S’il est difficile pour un homme de s’aventurer dans le Maroc d’avant Protectorat, la tâche parait encore plus périlleuse pour une femme. Pourtant, certaines aventurières occidentales ont bien relevé le pari d’explorer l’impénétrable empire chérifien, objet de tous les fantasmes orientalistes. Elles posent un regard différent sur un monde qui n’est alors épié que par le regard des hommes…
«Malgré tous leurs défauts et toute l’obscurité où ils vivent, les plus infimes bédouins sont bien supérieurs et surtout bien plus supportables que les imbéciles européens qui empoisonnent les pays de leur présence». Rares sont les hommes européens à rapporter de tels jugements dans leurs récits de voyages. Ces paroles d’une sensibilité nouvelle et d’un humanisme profond, sont celles d’une femme. Isabelle Eberhardt, que même un romancier inspiré n’aurait osé raconter le parcours, a sillonné les zaouïas marocaines pour, enfin, couper le cordon de l’ethnocentrisme occidental.

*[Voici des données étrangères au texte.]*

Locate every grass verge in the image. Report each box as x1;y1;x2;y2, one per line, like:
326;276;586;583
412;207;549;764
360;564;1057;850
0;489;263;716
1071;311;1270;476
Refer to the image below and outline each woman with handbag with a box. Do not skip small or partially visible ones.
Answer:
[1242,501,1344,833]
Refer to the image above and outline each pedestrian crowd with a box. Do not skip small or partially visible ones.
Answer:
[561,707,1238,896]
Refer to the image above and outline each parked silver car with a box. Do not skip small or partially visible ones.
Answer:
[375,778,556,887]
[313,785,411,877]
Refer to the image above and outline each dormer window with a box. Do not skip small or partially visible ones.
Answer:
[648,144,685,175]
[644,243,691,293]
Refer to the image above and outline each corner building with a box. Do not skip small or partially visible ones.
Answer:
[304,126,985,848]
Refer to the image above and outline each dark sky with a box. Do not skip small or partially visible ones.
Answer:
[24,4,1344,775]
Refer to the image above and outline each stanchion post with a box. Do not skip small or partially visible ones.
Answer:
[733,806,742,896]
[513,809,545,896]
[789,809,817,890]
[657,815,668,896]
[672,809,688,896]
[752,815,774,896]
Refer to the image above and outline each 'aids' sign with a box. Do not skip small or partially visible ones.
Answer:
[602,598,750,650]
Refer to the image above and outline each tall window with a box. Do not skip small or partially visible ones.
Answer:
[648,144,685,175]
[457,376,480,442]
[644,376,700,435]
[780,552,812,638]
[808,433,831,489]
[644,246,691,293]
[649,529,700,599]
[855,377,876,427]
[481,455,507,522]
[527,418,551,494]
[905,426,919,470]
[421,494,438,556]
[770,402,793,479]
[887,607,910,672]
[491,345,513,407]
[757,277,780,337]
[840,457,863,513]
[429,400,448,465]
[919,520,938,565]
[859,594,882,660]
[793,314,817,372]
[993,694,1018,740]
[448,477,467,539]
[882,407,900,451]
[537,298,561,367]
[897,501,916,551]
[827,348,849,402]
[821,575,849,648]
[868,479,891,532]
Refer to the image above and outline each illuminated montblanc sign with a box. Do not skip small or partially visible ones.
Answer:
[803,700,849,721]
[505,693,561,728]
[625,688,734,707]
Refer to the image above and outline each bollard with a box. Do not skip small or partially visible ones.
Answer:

Et si les femmes étaient plus capables d’un tel détachement que leurs homologues masculins, englués dans une idéologie raciale alors dominante ? La question mérite d’être posée au regard des traces laissées par les quelques audacieuses venues explorer un pays réputé farouchement impénétrable. Lorsque les Européens entament leurs explorations du monde à partir du XVème siècle, en vue d’établir d’immenses empires coloniaux, ce vaste terrain de jeu n’est alors pas réservé aux femmes.
Les premières à braver l’interdit et à participer à des missions d’explorations ont dû le faire déguisées en hommes. C’est le cas de la botaniste française Jeanne Barret, transformée en Jean Barret le temps de devenir la première femme a effectué un tour du monde en 1768. Il faut attendre 1846 pour voire l’Autrichienne Ida Pfeiffer rééditer, seule, cet exploit.
L’exploration d’un pays comme le Maroc, si proche des côtes européennes, paraît pourtant plus à portée des aventurières. Mais sa réputation de territoire musulman farouche hostile aux femmes, en fait un pays quasiment impénétrable. Pour autant, certaines ont tenté d’épier ce qu’il se cache réellement derrière le voile orientaliste dressé par l’Occident.